Hume diz que só parece haver dois caminhos para justificar o princípio da uniformidade da
natureza e, assim, justificar também a indução: ou a justificação é dada pela demonstração
(dedução) ou por indução. Mas, esse princípio não pode, por um lado, ser justificado por
dedução. Por outro lado, também não pode ser justificado indutivamente, uma vez que
estaríamos a usar o tipo de raciocínio cuja justificação depende precisamente do princípio
da uniformidade da natureza. Conclui, assim, que o princípio da uniformidade da natureza
não tem justificação lógica. Como o raciocínio indutivo assenta-se na relação de
causalidade sendo esta impossível de ser observada e como o princípio de uniformidade da
natureza não tem justificação lógica, como tal, também a indução carece de justificação
lógica.
Porém, continuamos a confiar no raciocínio indutivo. Como se explica então, que não
deixamos de confiar no raciocínio indutivo?
Hume diz que a indução tem uma justificação naturalista e prática, proporcionada por um
instinto ou capacidade psicológica:o hábito.

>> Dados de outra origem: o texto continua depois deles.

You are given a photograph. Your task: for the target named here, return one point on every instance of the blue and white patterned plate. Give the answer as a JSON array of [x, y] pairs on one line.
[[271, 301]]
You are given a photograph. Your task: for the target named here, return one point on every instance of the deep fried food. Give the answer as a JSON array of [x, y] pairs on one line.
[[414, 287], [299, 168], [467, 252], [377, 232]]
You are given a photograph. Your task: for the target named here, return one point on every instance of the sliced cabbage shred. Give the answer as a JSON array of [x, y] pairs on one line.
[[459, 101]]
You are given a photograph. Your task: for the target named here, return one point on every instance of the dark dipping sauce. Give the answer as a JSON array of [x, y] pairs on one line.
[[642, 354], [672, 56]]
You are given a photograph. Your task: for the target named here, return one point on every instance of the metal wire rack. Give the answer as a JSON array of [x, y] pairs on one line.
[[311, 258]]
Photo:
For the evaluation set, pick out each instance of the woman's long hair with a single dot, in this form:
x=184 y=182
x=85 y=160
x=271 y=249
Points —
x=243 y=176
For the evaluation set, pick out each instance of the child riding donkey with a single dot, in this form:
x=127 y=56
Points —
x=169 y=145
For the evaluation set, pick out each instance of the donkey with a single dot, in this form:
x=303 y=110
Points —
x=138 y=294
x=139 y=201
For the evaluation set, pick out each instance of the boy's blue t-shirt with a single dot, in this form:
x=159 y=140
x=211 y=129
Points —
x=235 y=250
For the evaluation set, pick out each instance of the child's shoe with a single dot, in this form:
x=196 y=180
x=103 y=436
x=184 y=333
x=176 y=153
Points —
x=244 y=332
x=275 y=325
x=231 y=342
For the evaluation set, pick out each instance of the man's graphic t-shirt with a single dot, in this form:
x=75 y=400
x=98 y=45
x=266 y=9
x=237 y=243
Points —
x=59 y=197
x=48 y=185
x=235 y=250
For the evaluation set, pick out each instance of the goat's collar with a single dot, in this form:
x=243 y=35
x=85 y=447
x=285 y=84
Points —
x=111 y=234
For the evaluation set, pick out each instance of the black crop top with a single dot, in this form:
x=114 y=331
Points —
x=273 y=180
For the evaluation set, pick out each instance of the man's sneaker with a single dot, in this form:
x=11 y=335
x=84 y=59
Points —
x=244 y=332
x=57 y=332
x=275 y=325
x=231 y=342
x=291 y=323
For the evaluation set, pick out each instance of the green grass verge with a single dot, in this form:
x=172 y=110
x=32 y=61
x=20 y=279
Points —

Ao observamos conjunções constantes gera em
nós o sentimento de que uns acontecimentos não podem ocorrer sem os outros, como se
entre eles houvesse uma conexão necessária. Mas isso resulta simplesmente de uma
tendência psicológica nossa, o hábito, não sendo uma propriedade das coisas observadas.
Hume acaba por chegar a uma conclusão cética acerca do conhecimento das questões de
facto, que são tratadas pelas ciências da natureza, nas quais se recorre à indução. Já
sabemos que, de acordo com Hume, apenas temos acesso às nossas impressões e ideias,
tudo aquilo que encontramos na nossa mente, que faz parte do nosso mundo interior
(impressões e ideias). Por sua vez, o mundo exterior é tudo o que se encontra fora da
mente. Mas será que existe um mundo exterior de coisas que são as causas das
impressões que encontramos na nossa mente? A resposta de Hume é que não há razão
alguma para afirmar que as impressões internas são causadas por objetos externos porque
afirmar isso é recorrer à noção de causalidade, que Hume já disse ser problemática. Assim,
não é correto afirmar que as impressões são causadas pelos objetos exteriores à nossa
mente, o que significa que não temos qualquer justificação para afirmar que existe (nem que
não existe) um mundo exterior.
Contudo o ceticismo de Hume é mitigado pois defende que, na prática, não podemos deixar
de acreditar que o mundo exterior existe e que isso faz parte do nosso instinto natural de
sobrevivência, o qual não pode estar desligado do modo como a própria natureza funciona.
Caso contrário, tal instinto não serviria de nada e não nos permitiria sobreviver. Esta é a
melhor justificação disponível, embora não esteja apoiada por nenhum raciocínio lógico,
para confiar no hábito, e, desse modo, continuaremos a confiar em muitas das nossas
inferências indutivas.O hábito é um guia prático apropriado para as nossas vidas.
CRÍTICAS
Crítica ao princípio da cópia
O princípio da cópia diz que todas as ideias são cópias das impressões. Mas há contra
exemplos, o próprio Hume apresenta o caso do tom de azul em falta. (um caso de uma ideia
da qual não tenhamos a impressão correspondente), então essa ideia não tem origem em
impressão alguma e, portanto, o princípio da cópia cai por terra.
Uma pessoa que nunca viu um tom de azul em particular é, no entanto, capaz de
reconhecer que ele está em falta entre um tom mais claro e um mais escuro.Isso parece
mostrar que essa pessoa tem a ideia do tom de azul em falta, sem que tal ideia tenha
surgido de qualquer impressão dos sentidos. Por isso, é falso que todas as ideias são
cópias das impressões.
Outro exemplo: quando é que alguém está, de facto, a cometer um crime? Há que defenda
que isso não pode ser separado do modo como se concebe a noção de crime. Por exemplo,
fazer um aborto no Texas é, de facto, um crime, mas não na Califórnia. O conceito de crime
em vigor no Texas aplica-se ao aborto, ao contrário do estabelecido na lei da Califórnia.